27/04/2026
THE AGEING ATHLETE —
These days i do things a little different.
Once upon a time, I would load the bar, take a few seconds to focus, and off I would go.
These days – the process is different.
I approach the bar, and take quite a few seconds (minutes) longer.
Not hesitation. More like... a conversation. Between me and something that used to just do what it was told.
Knees – ‘check’. Lower back – ‘check’. Shoulder – ‘check.’
Ok, let’s try the first rep! Up it comes, slowly. Carefully monitor all systems. Okay, back down - pause. Re-check all systems. No malfunction. Repeat. Pause. All good. Now let the next 5 or 6 rip like there’s no tomorrow. Victory! Now, more weight. And the process is repeated.
Halfway through the workout, it’s all systems a go. Just like it used to be.
I'm 69. I've been training since I was a teenager. Boxing, AFL, Bodybuilding, powerlifting, Oly lifting, strongman — I've done them all. I've coached elite athletes for over 40 years. I know what hard work is and I know what it costs. I've always been willing to pay it – sometimes dearly.
But the body has its own invoice now.
These joints need a longer warm-up. The hormones have quietly retired without telling me. Recovery that used to take a day now takes three. The skin tells its own stories, and the muscles - sometimes they have nightmares that wake me up.
The competitive mentality, the SPIRIT? Completely intact. Forty odd years of you don't back down doesn't just switch off.
So, what do you do with that?
You get honest. Brutally and specifically honest. There's a difference between can't and won't — and on any given day you'd better know which one you're actually dealing with.

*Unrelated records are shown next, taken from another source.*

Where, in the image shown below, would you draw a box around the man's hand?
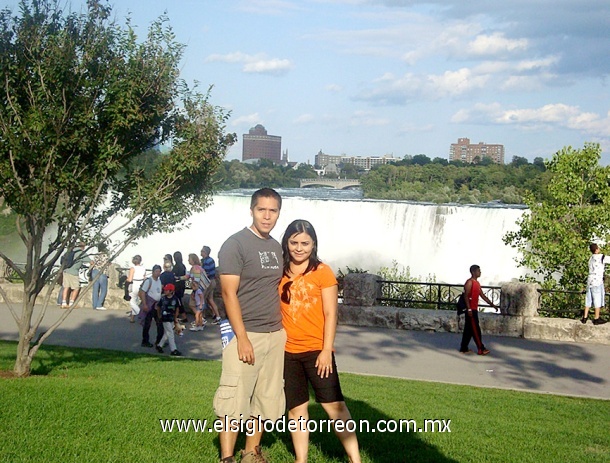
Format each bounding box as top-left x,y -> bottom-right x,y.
237,336 -> 254,365
316,350 -> 333,378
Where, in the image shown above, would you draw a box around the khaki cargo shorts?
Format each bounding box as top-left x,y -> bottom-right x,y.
214,329 -> 286,421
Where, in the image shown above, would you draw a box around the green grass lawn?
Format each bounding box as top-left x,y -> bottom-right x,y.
0,342 -> 610,463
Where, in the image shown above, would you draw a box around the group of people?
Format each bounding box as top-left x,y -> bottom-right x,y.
125,250 -> 221,356
214,188 -> 360,463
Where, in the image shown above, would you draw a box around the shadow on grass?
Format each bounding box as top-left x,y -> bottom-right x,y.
0,341 -> 186,376
263,397 -> 457,463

Some days pushing through is just common sense. Other days more effort goes into keeping the ego under control.
I'm still in the gym. Still coaching athletes half my age, training with some of them, the one’s with ‘heart’. But, always, still competing with myself, improving, trying to deny the body it’s impending aging process.
I’ve always loved to explore the boundaries of human endeavour, and I’m not going to stop now.
If you're an ex-athlete in your 50s or 60s having this same argument with yourself — you don't need someone young telling you to "listen to your body."
You need someone who's having the same argument.
Turns out the most important conversation in the gym isn't between you and the bar. It's between who you were and who you're still refusing to stop being.